When someone tells you that you’re app doesn’t work on blah blah blah, you listen to them and try to fix the bug. When someone tells you that they don’t like you’re music, you possibly hate them and call them poseurs. What if you listened to their critique as if it was a bug and then (if you want them as costumer) tries to fix it next time. It could be that the super loud snare really isn’t all that great.
If someone critiques your music, it’s often to late to change anything, and if you do have the time to change stuff you think real hard about if you want your song to move the way that where suggested. If you’d apply this on app-making instead of adding every single feature asked for you might end up with a better app.
As a musician it could be that you only send you’re songs to some record companies and hope they will like it enough to give you money. This would be as if an app developer only sent their application only to (apple, google) and hope that they press “show in market”. That would be stupid, send it everywhere.
If you’re making an app, you might try to act all corporate and hide behind a web-page. If you are a rock ‘n roll band you put your faces on the front page and tell everyone what you’re favorite food is. If you’re a small company you might as well act as rock stars, it’s less douche.
I’m sure there are more, but I want to go take a bath now, if this at all resonates with you, feel free to think about it and utilize it as you like.
Very well put.
I know many music tech & app companies are so scared of showing some personality online. They don’t want the risk of a potential customer getting offended by something little (oh no, that developer prefers cats to dogs!) that they’d rather not express anything about themselves.
However, a certain number of people will always be fickle yet if you put yourself out there with honesty, integrity and passion those who *do* appreciate it will have a far stronger connection to yourself, your brand and your products.

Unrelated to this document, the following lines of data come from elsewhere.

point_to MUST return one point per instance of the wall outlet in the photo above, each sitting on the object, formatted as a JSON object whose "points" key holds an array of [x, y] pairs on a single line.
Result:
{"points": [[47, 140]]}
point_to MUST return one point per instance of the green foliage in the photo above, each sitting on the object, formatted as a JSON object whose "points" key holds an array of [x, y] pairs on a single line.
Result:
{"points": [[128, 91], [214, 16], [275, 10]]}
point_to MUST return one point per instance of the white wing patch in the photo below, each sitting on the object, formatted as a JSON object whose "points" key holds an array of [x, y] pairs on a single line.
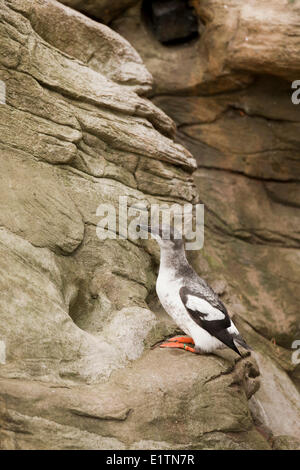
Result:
{"points": [[233, 329], [197, 304]]}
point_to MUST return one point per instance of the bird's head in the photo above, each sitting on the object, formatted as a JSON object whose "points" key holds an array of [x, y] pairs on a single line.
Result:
{"points": [[166, 237]]}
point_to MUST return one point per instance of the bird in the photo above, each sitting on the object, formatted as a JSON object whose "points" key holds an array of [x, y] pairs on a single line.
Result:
{"points": [[190, 301]]}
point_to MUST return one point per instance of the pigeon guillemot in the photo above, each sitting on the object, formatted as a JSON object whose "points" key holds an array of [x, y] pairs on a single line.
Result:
{"points": [[190, 301]]}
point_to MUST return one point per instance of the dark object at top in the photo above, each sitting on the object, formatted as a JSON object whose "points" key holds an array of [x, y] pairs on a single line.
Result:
{"points": [[172, 21]]}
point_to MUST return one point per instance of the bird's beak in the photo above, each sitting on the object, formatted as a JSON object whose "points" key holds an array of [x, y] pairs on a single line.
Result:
{"points": [[146, 228]]}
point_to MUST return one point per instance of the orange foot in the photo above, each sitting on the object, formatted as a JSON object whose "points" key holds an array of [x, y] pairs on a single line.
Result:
{"points": [[179, 342], [181, 339]]}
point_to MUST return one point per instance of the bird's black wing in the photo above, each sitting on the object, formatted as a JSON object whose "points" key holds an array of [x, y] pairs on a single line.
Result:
{"points": [[212, 315]]}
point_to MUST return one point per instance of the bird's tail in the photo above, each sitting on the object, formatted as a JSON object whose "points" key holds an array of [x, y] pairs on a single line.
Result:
{"points": [[241, 342]]}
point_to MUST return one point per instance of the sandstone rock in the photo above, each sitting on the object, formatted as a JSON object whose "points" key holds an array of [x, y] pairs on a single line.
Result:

And, as you note, the same applied to application features. It is *okay* for a product to focus, and not try to do everything. There is no “one size fits all” solution (except for the Zappa album). Diversity and freedom of choice are vital for any healthy industry and a good product will always survive even if it doesn’t take 100% of the market. I would argue that no product should ever take 100% of the market, as that stifles innovation and experimentation.
Enjoy your bath. 🙂
This article made me think of books as software. Today they are closer than ever. It used to cost a million dollars to print and publish a book. So, then you spellcecked that book up and down and sideways, before it hit the shelves. But a book on Kindle costs nothing to publish. So modern books will have more spelling errors in the first revision. But it will be updated and fixed as soon as it’s noticed.
In the Appstore, there is a direct link to the developer of every application, allowing quick and easy feedback and fast updates. But on the Amazon Kindle store, there are no such channels to authors.
When I found a confusing spelling error in the book The Silver Serpent I had to Google the author and track him down on his personal webpage. David responded within a few hours. I dont think there’s any way to automatically update the book I’m reading, but future readers should be free from the bug.